Rivlin: Sinai Will Never Be A Source of Terror

Israel is as committed as ever to peace with Egypt - and Reuven Rivlin is hopeful that Egypt still is, as well.

David Lev ,

Reuven Rivlin
Reuven Rivlin
Israel news photo: Flash 90

In the wake of a pair of security alerts and the deaths of two Egytian policemen Wednesday night, Knesset Speaker Reuven Rivlin said Thursday that Israel intended to do whatever was necessary to prevent terrorists from using the Sinai as a base of operations against Israel. “We will never allow the Sinai Peninsula to again become an area of war and terror” against Israel, Rivlin said.

Rivlin was speaking at a special memorial service for the Israeli soldiers killed during the 1956 Sinai Campaign. One hundred fifty one IDF soldiers were killed in the war, also known as “Operation Kadesh,” and hundreds were wounded. While the war was sparked by Egypt's nationalization of the Suez Canal, hurting British and French interests, Israel joined the war in the hope that it could prevent further attacks by terrorist “fedayeen” from Gaza and Sinai, who killed thousands of Israelis between the establishment of the state and the Six Day War. In 1955 alone, 260 Israeli citizens were killed or wounded by fedayeen.

Rivlin said that Israel was as committed as ever to keeping the peace with Egypt, but that the real test of that peace was still to come. “Over the graves of our beloved sons we again declare our deep commitment to the peace agreement, and to our deep commitment to defending our people,” Rivlin said.

At the same time, he said, the unrest in Egypt had clearly affected that country's commitment – or ability to enforce – peace with Israel. On the background of the ongoing protests in Egypt against the country's military rulers, Rivlin said that “today the Egyptian people are determining their future, and the fate of Egypt's relations with Israel are in their hands as well.
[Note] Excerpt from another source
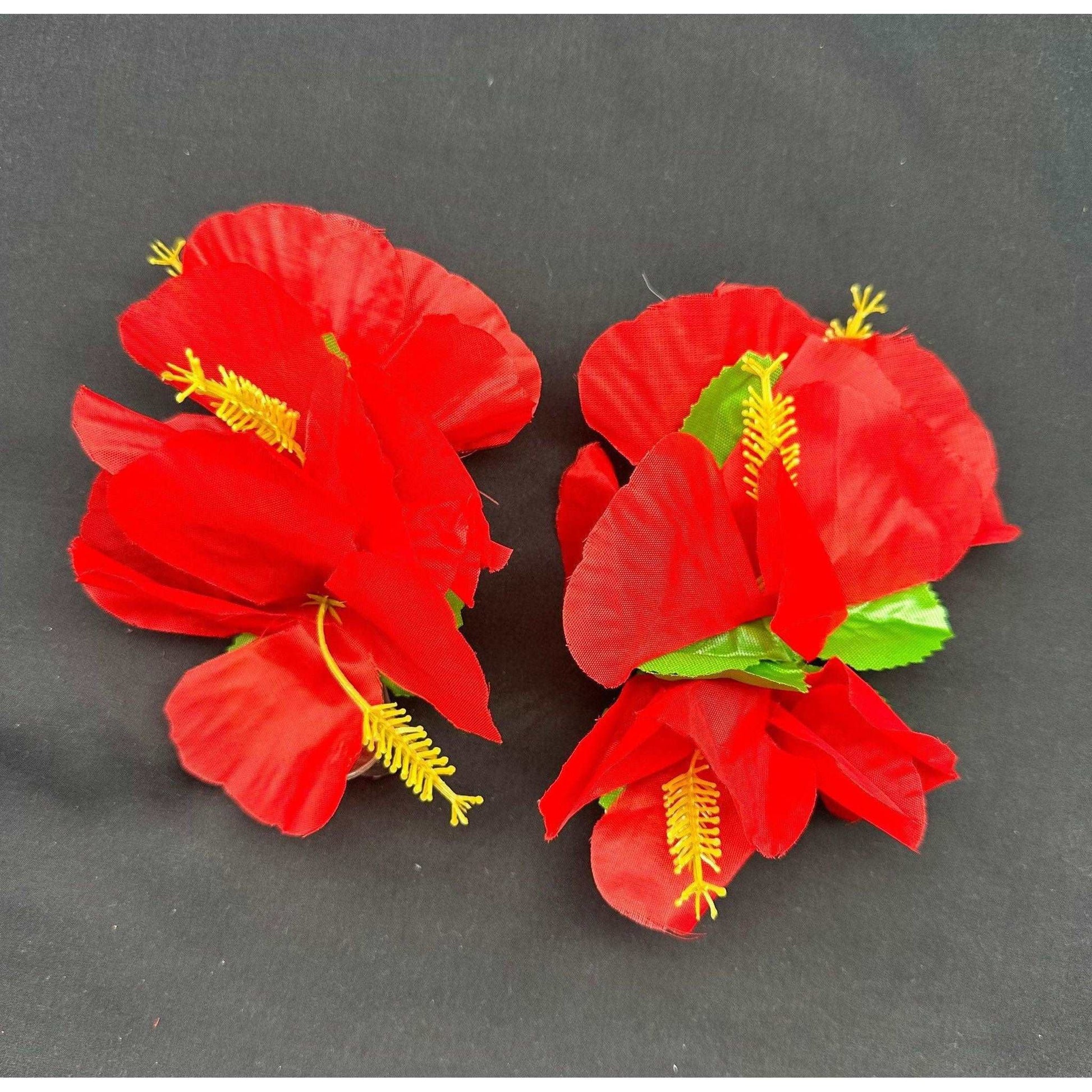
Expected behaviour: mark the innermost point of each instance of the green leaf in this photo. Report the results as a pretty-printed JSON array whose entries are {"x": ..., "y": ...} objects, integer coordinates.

The peace treaty is in Egypt's interests. as well as in Israel's, and we hope that they will continue to choose the way of peace.”

Nevertheless, Rivlin said, that choice was less clear than ever. “Today it seems, unfortunately, that the test of peace is far from being resolved.” Regardless, Rivlin said, “Israel will never again allow Sinai to become a place of terror and war ever again.”